In addition, the primary building block of biological membranes mainly consists of glycerophospholipids such as phosphatidylglycerol (PG), phosphatidylethanolamine (PE) and cardiolipin (CL); however, other lipids classes (e.g. ornithine lipids) have been described as well, which contain a 3-hydroxy fatty acyl group attached in amide linkage to the α-amino group of ornithine. This lipid can be formed only by specific groups of bacteria or under certain stress conditions [82]; although these have not yet been reported in P. putida. It is possible that the ability to produce ornithine under propranolol stress in P. putida strains is linked to lipid production, however we have no direct evidence for this yet.

It is clear from the above that there are changes in central metabolism in response to propranolol exposure. Therefore, we investigated whether the levels of metabolites in the central metabolic pathways of P. putida strains were significantly altered or not between control and propranolol challenged samples for each bacterial strain independently. Metabolic pathways that were changed during propranolol stress were identified utilising untargeted GC-MS analysis. A comparative summary of central metabolic pathways between control and propranolol challenged cells for 10 or 60 min in P. putida DOT-T1E (Fig 5), P. putida DOT-T1E-18 (Fig 6) and P. putida DOT-T1E-PS28 (S7 Fig) were generated and large effects were seen in amino acid biosynthesis. In total, 17 metabolites were differentially produced or consumed in the presence of 3 different concentrations of propranolol, compared to the control sample at two time points. Major metabolites that were changed significantly during propranolol stress were serine, glycine, tryptophan, phenylalanine, tyrosine, alanine, valine, leucine, citrate, fumarate, glutamine, ornithine, aspartic acid, lysine, methionine, threonine and isoleucine, and box-whisker plots of these metabolites show the changes in these metabolite levels (S8–S11 Figs).

Fig 5

Schematic metabolic diagram of central carbon metabolism in P. putida DOT-T1E adapted to propranolol showing the level of metabolites for cells exposed to propranolol compared to the control.

Metabolites were detected and identified by GC-MS. Metabolites indicated in black were observed, while metabolites indicated in grey were not detected. The median m/z intensity (red line) in the box- whisker plots was used to compare the level of metabolites. (A) Represent the level of metabolites at 10 min, while (B) the level of metabolite at 60 min. Traffic light system represents different concentration of propranolol. Red, yellow and green represent exposed cells to 0.2, 0.4 and 0.6 mg/mL of propranolol respectively. Up-arrow, down-arrow and steady arrow indicate an increase, a decrease and no change in the level of metabolite respectively. The number of arrows represents the level of metabolites. Slight change (single arrow), medium change (double arrows) and high change (triple arrows).

Fig 6

Schematic diagram of central carbon metabolism in P. putida DOT-T1E-18 adapted to propranolol showing the level of metabolites for cells exposed to propranolol compared to the control ones.
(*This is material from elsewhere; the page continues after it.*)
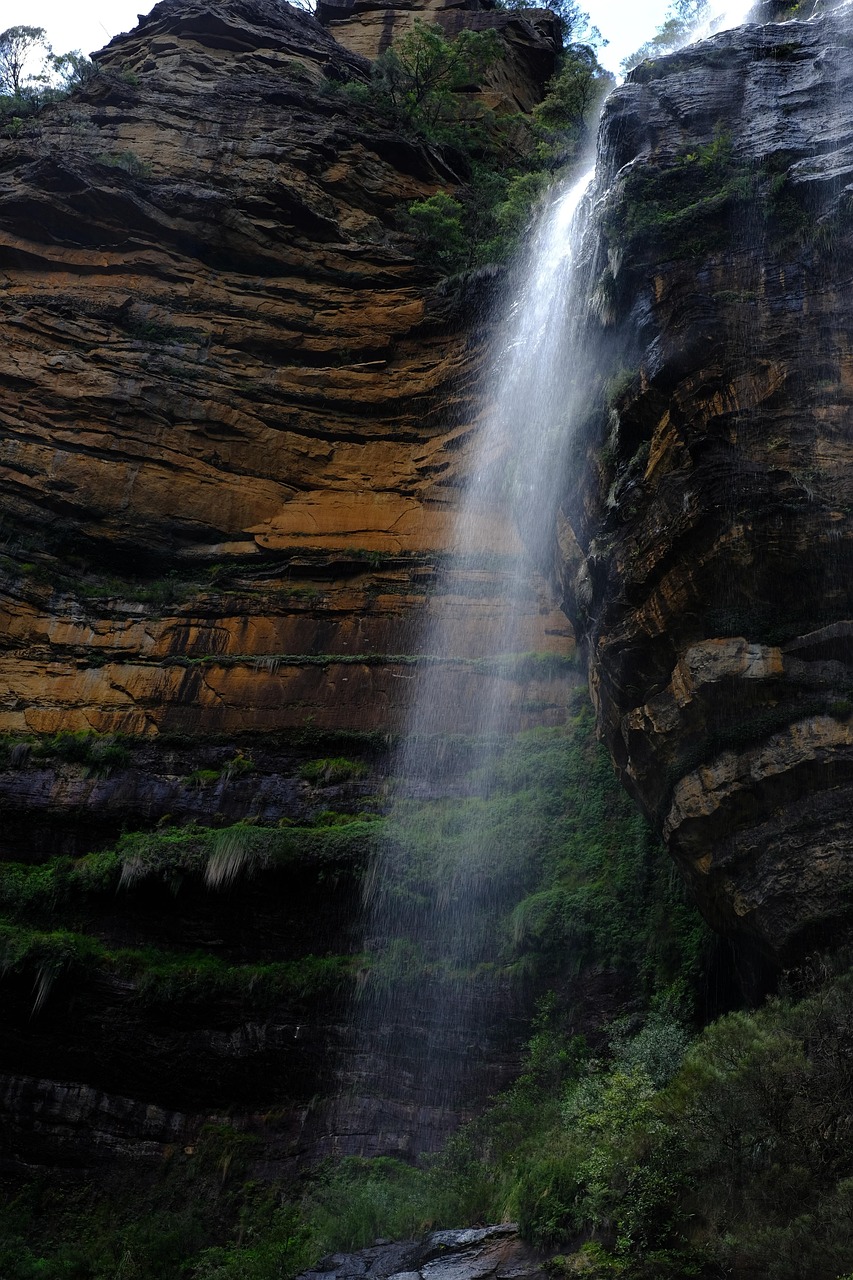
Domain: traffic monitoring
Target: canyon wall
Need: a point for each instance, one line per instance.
(236, 415)
(707, 548)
Metabolites were detected and identified by GC-MS. Metabolites indicated in black were observed, while metabolites indicated in grey were not detected. The median m/z intensity (red line) in the box- whisker plots was used to compare the level of metabolites. (A) Represent the level of metabolites at 10 min, while (B) the level of metabolite at 60 min. Traffic light system represents different concentration of propranolol. Red, yellow and green represent exposed cells to 0.2, 0.4 and 0.6 mg/mL of propranolol respectively. Up-arrow, down-arrow and steady arrow indicate an increase, a decrease and no change in the level of metabolite respectively. The number of arrows represents the level of metabolites. Slight change (single arrow), medium change (double arrows) and high change (triple arrows).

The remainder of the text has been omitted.